[Here’s a link to enjoy the official video for “American Dreaming” by Sierra Ferrell: https://m.youtube.com/watch?v=V8e9nbsq-18.]
“It’s so unusual for anyone to win four Grammys in any category,” Larry Groce, producer of the nationally syndicated radio show Mountain Stage on which Ferrell appeared in 2020, told Charleston, WV television station WSAZ3. “We watched her grow up and watched her perform when she was a teenager and watched her grow into what she is now.”
For a profile in Rolling Stone magazine last year, Ferrell –- whose music is an eclectic mix of bluegrass, folk, gypsy jazz, honky-tonk country, and old-time — said: “I want to let other people know, younger generations coming up, that you can do whatever you want… Don’t think you only have to be one way. You can be it all.”

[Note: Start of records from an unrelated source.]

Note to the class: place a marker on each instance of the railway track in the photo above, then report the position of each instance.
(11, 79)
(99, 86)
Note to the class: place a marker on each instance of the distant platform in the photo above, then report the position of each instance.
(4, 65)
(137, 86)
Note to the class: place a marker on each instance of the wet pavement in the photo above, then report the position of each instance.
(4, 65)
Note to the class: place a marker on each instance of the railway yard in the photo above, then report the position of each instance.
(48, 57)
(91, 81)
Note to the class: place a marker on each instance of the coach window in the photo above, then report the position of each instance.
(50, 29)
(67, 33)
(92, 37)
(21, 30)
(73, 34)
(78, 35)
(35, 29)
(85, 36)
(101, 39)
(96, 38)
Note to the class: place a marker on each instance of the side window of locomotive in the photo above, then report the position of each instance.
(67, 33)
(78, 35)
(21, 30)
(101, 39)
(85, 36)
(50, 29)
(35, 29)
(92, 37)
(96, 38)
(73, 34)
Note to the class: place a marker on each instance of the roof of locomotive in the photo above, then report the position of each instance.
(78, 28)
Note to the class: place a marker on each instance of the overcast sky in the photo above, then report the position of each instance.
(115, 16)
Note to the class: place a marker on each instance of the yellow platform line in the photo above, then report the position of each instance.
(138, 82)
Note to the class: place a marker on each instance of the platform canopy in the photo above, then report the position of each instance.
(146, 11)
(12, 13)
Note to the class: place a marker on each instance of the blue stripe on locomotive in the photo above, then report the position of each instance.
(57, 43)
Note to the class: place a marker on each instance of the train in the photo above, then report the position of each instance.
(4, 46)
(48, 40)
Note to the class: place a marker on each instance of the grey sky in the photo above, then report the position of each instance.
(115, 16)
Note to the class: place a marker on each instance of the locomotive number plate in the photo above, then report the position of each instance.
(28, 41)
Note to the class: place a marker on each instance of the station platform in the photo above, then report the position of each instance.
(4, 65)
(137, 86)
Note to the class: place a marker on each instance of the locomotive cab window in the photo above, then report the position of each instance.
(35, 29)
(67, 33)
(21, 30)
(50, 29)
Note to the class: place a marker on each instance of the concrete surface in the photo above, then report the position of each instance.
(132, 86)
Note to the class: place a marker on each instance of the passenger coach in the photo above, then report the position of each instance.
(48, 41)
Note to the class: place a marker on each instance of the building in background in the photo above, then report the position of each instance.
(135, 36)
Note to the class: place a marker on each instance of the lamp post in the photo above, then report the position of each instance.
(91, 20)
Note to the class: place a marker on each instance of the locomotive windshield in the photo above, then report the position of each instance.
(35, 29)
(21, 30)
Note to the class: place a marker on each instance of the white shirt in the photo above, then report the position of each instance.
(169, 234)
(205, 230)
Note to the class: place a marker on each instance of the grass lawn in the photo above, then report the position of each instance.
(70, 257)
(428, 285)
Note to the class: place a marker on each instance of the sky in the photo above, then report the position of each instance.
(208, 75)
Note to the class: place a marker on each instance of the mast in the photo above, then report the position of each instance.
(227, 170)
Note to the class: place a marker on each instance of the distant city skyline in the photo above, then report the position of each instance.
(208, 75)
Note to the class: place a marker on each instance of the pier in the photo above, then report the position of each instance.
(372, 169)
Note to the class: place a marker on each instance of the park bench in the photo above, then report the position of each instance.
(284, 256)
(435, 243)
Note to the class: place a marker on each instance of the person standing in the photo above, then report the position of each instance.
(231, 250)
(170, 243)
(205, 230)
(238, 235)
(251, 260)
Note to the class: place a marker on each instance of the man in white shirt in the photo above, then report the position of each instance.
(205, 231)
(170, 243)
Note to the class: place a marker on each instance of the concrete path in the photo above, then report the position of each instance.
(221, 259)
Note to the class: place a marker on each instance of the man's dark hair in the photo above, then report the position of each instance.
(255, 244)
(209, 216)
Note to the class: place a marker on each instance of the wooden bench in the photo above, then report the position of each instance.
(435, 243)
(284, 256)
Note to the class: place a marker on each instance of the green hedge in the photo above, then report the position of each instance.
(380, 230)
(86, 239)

Ferrell’s interest in music was stirred at an early age. Raised by a single mom, she played clarinet and sang in her school choir as a child and was a vocalist with a Grateful Dead cover band during her teens. However, she particularly enjoyed 90s folk-rock while growing up and also picked up the guitar and fiddle. While in her 20s, Ferrell, now 36, traveled cross-country by train — playing freight-train boxcars, truck stops and alleyways, and busking on the streets of New Orleans, Louisiana and Seattle, Washington.
After self-releasing two albums – Pretty Magic Spell (2018) and Washington by the Sea (2019), which she sold while busking and via Bandcamp, she drew the attention of producer Gary Paczosa during one of her frequent live performances during Honky Tonk Tuesdays at Nashville’s American Legion Post 82. With his assistance, she signed to Rounder Records in 2019. Trail of Flowers, released last March, is her second full-length recording for the label following 2021’s critically acclaimed Long Time Coming, an album that also featured Billy Strings and Sarah Jarosz. In addition to those two notable artists, Ferrell has collaborated with The Black Keys, Zach Bryan, Lukas Nelson (Willie’s son), Old Crow Medicine Show, Margo Price, and Post Malone (with whom she is slated to open some shows later this year).
With Trail of Flowers, Ferrell says she “wanted to make a fuller sound with bigger drums, but still stay true to the stripped-down feel of old-time music whenever it felt right.” She sought “to create something that makes people feel nostalgic for the past but excited about the future.” Judging from the four Grammy Awards she just received and the other honors bestowed on her for that album and its songs, it appears that she’s succeeded. Besides being honored by The Recording Academy, Trail of Flowers was named Album of the Year in the 2024 Americana Music Honors & Awards presented by the Americana Music Association, while Ferrell was named Artist of the Year. The album also earned topped spots on a number of music critics and DJs best of 2024 lists and was named album of the year by Saving Country Music!Gillian Welch & David Rawlings, Billy Strings, Kacey Musgraves, and Chris Stapleton Also Win Grammys.
Besides Ferrell, winners in the Grammy Awards’ American Roots Music Field included Gillian Welch & David Rawlings for Best Folk album (Woodland), Billy Strings for Best Bluegrass Album (Live Vol. 1, and Kalani Pe’a for Best Regional Roots Music Album (Kuini). Other roots artists awarded Grammys included Kacey Musgraves for Best Country Song (“The Architect”), Chris Stapleton for Best Country Solo Performance (“It Takes a Woman”), and Ruthie Foster for Best Contemporary Blues Album (Mileage). Musgraves and Stapleton also were among the nominees for Best Country Album, an award that went to Beyonce for Cowboy Carter, while Musgraves also was in the running for Country Solo Performance and with Madi Diaz for Best Americana Performance.